At SMB Value Investing Group (SMB VIG), we invest alongside independent sponsors and self-funded searchers with a singular objective: to responsibly compound capital through well-underwritten small and medium-sized business acquisitions.

Our diligence process is the cornerstone of this approach. It is designed to identify durable, cash-flowing businesses, assess alignment with sponsors and operators, and surface risks early—before capital is committed.

We view diligence not as a hurdle, but as a risk-management and decision-making discipline that protects downside while preserving upside.

1. Sponsor & Operator Evaluation

People Come First. Always.

Independent sponsors and operators play a decisive role in SMB outcomes.
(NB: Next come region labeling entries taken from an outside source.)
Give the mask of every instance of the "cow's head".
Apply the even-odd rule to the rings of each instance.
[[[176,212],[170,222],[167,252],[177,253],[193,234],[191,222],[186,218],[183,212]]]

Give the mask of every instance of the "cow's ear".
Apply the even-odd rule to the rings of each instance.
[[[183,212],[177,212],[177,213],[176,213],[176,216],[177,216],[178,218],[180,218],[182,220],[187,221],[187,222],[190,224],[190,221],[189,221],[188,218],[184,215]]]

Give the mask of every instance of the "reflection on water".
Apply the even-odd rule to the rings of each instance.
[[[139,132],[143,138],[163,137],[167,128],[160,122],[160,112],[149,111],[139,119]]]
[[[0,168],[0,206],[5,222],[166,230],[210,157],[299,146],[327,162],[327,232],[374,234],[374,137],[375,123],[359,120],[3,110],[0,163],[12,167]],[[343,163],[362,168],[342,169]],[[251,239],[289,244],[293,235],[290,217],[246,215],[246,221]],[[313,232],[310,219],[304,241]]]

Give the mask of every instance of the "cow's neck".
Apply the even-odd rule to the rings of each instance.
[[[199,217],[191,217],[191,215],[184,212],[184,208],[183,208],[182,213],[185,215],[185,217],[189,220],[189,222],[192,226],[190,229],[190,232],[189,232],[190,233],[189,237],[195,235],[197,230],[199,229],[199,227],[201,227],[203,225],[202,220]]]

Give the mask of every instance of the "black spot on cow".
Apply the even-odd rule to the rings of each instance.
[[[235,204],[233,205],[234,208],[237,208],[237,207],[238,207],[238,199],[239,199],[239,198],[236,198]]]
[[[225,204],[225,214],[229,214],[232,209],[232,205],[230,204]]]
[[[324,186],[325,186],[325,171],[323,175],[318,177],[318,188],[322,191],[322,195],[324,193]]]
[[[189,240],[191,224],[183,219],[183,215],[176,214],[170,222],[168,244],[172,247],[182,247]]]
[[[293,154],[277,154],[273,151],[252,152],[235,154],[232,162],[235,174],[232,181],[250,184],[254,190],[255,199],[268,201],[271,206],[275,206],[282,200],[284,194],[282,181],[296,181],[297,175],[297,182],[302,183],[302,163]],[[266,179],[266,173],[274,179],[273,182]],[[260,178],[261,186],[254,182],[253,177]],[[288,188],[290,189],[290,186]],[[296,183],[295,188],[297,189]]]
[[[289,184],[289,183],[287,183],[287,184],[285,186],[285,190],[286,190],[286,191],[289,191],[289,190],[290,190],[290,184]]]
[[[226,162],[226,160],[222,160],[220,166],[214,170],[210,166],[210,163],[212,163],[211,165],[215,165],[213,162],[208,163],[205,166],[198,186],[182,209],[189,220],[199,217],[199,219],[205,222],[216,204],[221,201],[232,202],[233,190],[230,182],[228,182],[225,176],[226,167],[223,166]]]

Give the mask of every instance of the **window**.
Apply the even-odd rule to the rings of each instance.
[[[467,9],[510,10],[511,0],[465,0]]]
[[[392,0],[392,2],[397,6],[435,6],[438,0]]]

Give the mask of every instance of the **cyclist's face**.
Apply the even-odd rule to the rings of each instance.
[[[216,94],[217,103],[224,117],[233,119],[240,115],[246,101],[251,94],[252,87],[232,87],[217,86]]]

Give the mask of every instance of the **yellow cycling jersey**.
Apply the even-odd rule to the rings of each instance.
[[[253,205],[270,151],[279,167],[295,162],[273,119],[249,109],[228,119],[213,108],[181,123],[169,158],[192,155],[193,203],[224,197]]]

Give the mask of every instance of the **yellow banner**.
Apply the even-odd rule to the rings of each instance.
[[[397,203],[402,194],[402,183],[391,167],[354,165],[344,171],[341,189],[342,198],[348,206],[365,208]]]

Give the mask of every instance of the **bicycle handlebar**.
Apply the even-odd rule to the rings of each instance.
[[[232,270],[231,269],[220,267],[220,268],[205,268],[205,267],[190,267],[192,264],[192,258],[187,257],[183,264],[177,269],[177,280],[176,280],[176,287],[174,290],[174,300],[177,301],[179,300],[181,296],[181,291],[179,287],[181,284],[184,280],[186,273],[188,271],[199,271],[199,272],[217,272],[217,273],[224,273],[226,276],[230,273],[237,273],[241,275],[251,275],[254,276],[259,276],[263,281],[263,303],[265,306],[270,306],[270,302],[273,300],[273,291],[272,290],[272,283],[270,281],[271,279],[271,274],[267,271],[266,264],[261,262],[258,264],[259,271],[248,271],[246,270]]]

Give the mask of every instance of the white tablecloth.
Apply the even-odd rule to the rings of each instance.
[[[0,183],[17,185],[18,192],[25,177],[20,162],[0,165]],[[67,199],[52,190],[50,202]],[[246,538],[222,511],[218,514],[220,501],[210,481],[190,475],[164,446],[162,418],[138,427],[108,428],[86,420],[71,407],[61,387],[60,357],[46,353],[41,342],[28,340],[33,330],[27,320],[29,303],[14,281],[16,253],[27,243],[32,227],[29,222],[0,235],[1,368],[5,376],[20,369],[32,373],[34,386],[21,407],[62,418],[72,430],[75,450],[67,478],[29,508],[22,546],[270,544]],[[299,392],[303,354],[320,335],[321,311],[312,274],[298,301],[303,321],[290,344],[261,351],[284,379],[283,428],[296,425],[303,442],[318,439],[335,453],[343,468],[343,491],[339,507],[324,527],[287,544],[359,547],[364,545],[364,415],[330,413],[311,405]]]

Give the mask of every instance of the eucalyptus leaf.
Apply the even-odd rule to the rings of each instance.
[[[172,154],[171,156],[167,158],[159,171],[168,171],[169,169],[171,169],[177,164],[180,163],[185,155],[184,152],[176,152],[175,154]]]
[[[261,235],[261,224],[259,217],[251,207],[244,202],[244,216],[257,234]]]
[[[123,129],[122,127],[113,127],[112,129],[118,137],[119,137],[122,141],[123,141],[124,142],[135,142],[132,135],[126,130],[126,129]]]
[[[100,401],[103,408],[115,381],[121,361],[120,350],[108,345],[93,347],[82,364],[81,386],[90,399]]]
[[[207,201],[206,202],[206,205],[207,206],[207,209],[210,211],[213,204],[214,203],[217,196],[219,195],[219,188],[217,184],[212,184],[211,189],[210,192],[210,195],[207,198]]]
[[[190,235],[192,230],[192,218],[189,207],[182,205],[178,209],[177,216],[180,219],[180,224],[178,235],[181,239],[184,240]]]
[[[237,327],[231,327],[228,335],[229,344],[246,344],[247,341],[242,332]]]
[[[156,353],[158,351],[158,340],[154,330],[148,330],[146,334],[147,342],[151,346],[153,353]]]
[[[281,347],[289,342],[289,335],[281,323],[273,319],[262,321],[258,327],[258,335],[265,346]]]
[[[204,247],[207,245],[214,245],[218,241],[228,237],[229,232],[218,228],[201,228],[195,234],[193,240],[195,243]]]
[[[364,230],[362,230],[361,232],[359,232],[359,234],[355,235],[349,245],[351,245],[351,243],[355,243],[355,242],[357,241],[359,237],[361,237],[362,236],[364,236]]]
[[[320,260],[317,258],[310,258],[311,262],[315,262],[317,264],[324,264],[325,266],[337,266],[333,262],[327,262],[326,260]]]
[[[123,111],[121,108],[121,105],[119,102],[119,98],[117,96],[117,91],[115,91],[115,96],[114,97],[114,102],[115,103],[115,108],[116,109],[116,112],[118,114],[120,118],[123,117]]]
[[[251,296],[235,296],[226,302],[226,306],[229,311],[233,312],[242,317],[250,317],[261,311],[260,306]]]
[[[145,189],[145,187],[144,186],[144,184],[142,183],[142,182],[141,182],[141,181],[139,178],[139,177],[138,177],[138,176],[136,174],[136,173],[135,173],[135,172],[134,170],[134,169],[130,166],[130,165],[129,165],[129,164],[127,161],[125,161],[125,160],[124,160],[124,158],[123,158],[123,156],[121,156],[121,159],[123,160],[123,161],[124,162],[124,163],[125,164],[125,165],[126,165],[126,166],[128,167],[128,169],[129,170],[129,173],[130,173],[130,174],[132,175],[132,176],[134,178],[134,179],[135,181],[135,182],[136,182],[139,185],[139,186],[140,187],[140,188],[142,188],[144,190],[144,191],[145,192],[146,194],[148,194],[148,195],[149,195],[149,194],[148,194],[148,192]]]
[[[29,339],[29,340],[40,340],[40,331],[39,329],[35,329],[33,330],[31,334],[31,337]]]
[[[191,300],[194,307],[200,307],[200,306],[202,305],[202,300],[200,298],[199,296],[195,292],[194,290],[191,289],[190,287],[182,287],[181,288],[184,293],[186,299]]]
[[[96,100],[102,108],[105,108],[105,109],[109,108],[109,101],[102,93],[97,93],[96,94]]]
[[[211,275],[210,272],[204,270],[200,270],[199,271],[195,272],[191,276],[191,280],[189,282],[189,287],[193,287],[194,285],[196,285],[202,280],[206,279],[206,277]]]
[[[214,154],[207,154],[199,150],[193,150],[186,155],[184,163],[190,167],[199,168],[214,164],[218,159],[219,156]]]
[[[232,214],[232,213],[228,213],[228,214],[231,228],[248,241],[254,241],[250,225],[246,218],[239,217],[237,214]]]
Before underwriting a business, we spend significant time underwriting the individuals behind it.

We assess:

Relevant Experience & Judgment

Prior operating, investing, or industry experience that directly translates to the target business.

Motivation & Ownership Mindset

A long-term orientation toward stewardship, not short-term financial engineering.

Alignment of Incentives

Meaningful personal capital at risk, with economics structured so sponsors win only when investors win.

Character & Integrity

Transparency, intellectual honesty, and the resilience required for SMB ownership.

This evaluation is informed by reference checks, prior deal reviews, structured questionnaires, and direct working sessions with the sponsor.

2. Business Fundamentals

Durable Cash Flows and Margin of Safety

We focus on businesses that exhibit resilience through cycles and operational simplicity. Our underwriting centers on:

Historical Financial Performance

Revenue quality, EBITDA sustainability, working capital dynamics, and cash conversion.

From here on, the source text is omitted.